As described above, according to the present invention, by adding a nano-sized silver-silica nanocomposite dispersion in the preparation of soap, the antimicrobial and penetrating power is improved, deodorizing and far-infrared radiation function, and the silver particles only by electrical repulsion between silver particles There is provided a soap and a method for producing the same, which can maintain the dispersed state of the resin and do not require the addition of a reducing agent.

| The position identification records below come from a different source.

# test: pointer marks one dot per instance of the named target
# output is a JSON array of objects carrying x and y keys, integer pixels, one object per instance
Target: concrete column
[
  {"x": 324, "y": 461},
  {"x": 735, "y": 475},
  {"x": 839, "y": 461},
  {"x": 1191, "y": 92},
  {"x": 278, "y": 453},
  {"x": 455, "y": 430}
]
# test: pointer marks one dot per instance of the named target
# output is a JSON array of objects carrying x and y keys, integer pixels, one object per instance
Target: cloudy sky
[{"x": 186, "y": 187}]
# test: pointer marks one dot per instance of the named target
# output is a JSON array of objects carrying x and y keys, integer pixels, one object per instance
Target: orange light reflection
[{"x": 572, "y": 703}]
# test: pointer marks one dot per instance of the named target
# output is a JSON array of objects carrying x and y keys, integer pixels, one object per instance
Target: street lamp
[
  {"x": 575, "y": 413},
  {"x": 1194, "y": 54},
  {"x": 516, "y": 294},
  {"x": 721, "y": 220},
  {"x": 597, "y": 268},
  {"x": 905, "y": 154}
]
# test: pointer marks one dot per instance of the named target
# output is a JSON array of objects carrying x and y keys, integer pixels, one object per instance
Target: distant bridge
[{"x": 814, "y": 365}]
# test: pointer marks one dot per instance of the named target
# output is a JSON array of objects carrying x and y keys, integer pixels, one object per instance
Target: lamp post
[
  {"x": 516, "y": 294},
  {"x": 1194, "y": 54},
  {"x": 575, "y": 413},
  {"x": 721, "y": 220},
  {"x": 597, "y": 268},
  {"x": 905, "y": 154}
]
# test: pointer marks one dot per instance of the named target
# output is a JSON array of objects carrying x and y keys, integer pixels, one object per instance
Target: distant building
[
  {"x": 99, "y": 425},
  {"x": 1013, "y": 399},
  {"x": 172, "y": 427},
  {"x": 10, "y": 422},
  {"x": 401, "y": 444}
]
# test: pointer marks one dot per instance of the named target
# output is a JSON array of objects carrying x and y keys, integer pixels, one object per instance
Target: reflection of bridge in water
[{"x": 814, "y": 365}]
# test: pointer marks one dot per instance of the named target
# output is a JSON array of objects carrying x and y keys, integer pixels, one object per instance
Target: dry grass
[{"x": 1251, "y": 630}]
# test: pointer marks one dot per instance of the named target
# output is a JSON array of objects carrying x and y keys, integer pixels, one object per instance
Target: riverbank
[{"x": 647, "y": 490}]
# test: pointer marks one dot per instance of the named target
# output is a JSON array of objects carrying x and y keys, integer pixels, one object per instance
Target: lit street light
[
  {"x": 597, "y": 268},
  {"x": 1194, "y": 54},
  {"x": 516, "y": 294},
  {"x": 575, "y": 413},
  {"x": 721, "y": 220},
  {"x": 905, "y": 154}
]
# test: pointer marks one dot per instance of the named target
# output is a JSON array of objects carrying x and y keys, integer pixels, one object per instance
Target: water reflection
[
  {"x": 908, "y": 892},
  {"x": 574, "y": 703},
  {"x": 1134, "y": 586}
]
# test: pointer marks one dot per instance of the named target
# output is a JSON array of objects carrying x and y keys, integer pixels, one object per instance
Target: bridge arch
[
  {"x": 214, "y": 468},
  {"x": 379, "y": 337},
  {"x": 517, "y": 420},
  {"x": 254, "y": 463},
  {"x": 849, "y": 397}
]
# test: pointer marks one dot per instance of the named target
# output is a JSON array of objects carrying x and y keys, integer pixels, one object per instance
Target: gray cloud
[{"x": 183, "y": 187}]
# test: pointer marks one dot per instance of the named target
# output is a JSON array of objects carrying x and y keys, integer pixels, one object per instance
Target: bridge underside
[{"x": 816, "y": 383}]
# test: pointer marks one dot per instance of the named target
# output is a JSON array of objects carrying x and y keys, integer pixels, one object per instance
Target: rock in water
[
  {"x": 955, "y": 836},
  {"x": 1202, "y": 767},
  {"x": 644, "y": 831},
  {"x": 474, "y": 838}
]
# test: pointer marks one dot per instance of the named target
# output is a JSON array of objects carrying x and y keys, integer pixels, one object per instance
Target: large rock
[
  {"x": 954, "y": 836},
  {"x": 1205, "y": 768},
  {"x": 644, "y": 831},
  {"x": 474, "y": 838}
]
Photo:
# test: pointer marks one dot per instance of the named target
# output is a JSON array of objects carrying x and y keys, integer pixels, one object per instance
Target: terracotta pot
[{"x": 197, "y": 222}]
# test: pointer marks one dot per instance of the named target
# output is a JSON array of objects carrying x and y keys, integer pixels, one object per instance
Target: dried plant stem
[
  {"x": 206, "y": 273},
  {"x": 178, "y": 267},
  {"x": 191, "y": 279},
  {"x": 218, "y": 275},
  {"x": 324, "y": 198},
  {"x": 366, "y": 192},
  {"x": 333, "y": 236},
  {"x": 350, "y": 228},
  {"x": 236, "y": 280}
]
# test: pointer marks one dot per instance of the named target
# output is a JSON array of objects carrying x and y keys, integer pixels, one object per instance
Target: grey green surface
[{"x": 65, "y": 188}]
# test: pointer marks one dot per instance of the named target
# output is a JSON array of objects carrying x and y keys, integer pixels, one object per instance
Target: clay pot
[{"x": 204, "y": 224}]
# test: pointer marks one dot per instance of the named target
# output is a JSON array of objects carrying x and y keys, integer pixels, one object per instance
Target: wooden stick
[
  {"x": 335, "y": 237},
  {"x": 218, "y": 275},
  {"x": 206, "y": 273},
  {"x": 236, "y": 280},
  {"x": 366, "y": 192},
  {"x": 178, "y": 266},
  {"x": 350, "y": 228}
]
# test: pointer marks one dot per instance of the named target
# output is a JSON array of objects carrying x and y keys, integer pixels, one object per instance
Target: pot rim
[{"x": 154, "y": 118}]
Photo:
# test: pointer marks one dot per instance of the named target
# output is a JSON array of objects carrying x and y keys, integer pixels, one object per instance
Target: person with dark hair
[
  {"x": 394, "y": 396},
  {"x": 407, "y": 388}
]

In addition, in the case of a transparent soap base, the transparency can be maintained and the cost incurred in using all the additives corresponding to each function in the manufacture of soap can be reduced.

Claims (7)

In soap, In preparing the soap, the silver electrode and the aluminum electrode are immersed in the silica colloidal dispersion solution so as to be spaced apart from each other, and then the electrolysis is performed by applying a positive current to the silver electrode and a negative current to the aluminum electrode. Soap, characterized in that the addition of the dispersion solution of silver-silica nanocomposite particles. The method of claim 1, After the electrolysis, the soap, characterized in that the addition of the silver-silica nanocomposite particle dispersion resulting from mixing the glycerin and evaporating the water. The method according to claim 1 or 2, The silver-silica nanocomposite particles are characterized in that aluminum and silver particles of 1 nm to 3 nm are bonded to silica particles of 1 to 50 nm. In the soap manufacturing method comprising the step of blending, dissolving, neutralizing and aging of soap raw materials, Dipping the silver electrode and the aluminum electrode to be spaced apart from each other in the silica colloid aqueous dispersion solution; And, Preparation of a soap comprising adding a dispersion solution of silver-silica nanocomposite particles prepared by the step of electrolysis by applying a (+) current to the silver electrode and a (-) current to the aluminum electrode. Way. The method of claim 4, wherein The dispersion solution of the silver-silica nanocomposite particles is added in the aging step of the soap. The method of claim 4, wherein The silver-silica nanocomposite particle dispersion solution is a method for producing soap, characterized in that the addition of 0.1 to 10% by weight based on the total weight of the soap. The method of claim 4, wherein After the step of electrolysis, a method for producing a soap, characterized in that the addition of a dispersion solution of silver-silica nanocomposite particles prepared by further comprising the step of mixing glycerin and evaporating water.